At other times, a newly acquired artwork itself acts as a catalyst for display activity within the Museum, as was the case with Mother and Child. Catlett made this sculpture in the style of Social Realism, a term used to describe artworks made by artists working between the two World Wars, a period defined by international political turmoil and the hardships of a worldwide economic depression. Inspired by the strength of leftist workers’ movements in the Soviet Union, Europe, Asia, and the Americas, these artists relied on realism, rather than abstraction, to call attention to the declining conditions of the poor and working class, and to challenge the governmental and social systems they held responsible. Social Realist art was meant to be easily accessible and legible to a mass international audience, and often depicted monumentalized subjects—both recognizable figures and anonymous everyday workers were recast as heroic symbols of persistence and strength in the face of adversity.

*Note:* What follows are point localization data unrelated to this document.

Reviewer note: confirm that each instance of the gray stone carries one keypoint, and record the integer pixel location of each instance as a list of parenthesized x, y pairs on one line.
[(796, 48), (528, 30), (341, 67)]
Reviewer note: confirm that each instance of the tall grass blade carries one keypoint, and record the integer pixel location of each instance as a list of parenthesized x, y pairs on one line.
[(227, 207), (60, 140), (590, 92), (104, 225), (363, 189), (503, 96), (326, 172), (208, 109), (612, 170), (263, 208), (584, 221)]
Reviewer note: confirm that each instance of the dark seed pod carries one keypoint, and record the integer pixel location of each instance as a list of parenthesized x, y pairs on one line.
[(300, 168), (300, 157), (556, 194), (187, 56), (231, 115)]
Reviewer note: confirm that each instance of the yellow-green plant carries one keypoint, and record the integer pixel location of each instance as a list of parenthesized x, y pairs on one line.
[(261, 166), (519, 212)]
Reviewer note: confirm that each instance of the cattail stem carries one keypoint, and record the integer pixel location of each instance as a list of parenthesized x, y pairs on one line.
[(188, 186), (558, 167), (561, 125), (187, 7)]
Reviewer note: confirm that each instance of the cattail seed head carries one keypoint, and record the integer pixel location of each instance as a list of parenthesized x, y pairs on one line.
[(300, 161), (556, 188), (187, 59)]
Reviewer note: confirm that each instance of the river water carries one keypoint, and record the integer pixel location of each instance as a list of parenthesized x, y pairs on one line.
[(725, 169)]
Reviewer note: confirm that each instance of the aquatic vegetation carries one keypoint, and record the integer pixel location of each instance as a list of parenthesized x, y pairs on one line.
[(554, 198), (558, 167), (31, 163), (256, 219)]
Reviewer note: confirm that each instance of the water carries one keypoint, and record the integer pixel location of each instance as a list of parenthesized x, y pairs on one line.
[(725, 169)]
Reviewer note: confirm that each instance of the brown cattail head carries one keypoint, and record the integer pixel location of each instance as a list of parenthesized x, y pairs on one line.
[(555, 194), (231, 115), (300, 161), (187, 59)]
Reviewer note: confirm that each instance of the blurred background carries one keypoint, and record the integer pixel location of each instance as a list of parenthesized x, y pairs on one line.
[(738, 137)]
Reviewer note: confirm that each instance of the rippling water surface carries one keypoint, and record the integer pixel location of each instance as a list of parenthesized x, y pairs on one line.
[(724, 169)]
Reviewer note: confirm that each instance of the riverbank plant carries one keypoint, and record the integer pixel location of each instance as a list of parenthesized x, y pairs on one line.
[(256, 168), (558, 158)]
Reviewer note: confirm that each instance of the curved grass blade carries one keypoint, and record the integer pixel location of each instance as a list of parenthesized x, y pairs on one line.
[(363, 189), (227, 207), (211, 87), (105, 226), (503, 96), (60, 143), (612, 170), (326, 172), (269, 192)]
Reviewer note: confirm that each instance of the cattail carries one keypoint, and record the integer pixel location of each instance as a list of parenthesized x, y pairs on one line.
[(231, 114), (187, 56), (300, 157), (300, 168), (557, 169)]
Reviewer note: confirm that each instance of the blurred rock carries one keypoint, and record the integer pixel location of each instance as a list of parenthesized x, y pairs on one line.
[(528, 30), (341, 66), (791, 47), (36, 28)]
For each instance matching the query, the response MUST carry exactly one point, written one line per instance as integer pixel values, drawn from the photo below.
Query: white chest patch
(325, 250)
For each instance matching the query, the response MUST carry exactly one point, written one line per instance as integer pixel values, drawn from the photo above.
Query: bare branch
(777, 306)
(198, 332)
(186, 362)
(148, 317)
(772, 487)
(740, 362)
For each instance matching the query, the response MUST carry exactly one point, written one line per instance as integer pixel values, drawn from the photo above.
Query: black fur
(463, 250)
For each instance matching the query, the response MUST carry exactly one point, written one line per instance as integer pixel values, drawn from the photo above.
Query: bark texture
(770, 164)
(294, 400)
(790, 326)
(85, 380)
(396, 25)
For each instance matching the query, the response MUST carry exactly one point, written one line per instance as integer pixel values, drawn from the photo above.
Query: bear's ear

Energized by the social awareness in the air courtesy of the Occupy movements that have swept the country over the past several months, and knowing we wanted to create a thematic gallery that would illuminate this greater historical context for the new Catlett sculpture, curators Anne Umland, Laura Hoptman, and I headed out to our storage warehouse in search of other Social Realist works. We had some ideas already in mind: we knew we wanted to include José Clemente Orozco and David Alfaro Siqueiros, two of Los tres grandes (The Big Three) Mexican muralists at the time (the third, Diego Rivera, is currently the subject of an outstanding exhibition on the Museum’s second floor, on view through May 14, 2012).
We also knew we wanted to pair these Mexican artists with a selection of American painters and sculptors who responded to their work. Some artists stood out as obvious choices, such as Thomas Hart Benton, who had known Rivera and worked alongside Orozco on a mural commission, and Philip Guston, the Abstract Expressionist painter who got his start as Siqueiros’s studio assistant in Los Angeles. Others, such as Emma Lu Davis, an American sculptor with a particular interest in international socialism, and Ahron Ben-Shmuel, whose simply rendered, massive stone head of a fighter reveals elements of his formal training and career as a monument carver, felt like secret treasures buried deep within our storage, just waiting to be discovered anew.
We assembled a group of works that fit our criteria, and tested them out in Gallery 11 on the Museum’s fifth floor. Ultimately we chose to install 19 works in a variety of mediums that we hope, when considered together, provide new insight into the key themes and trends of Social Realism and offer a fresh context for some of the rarely seen works in MoMA’s collection.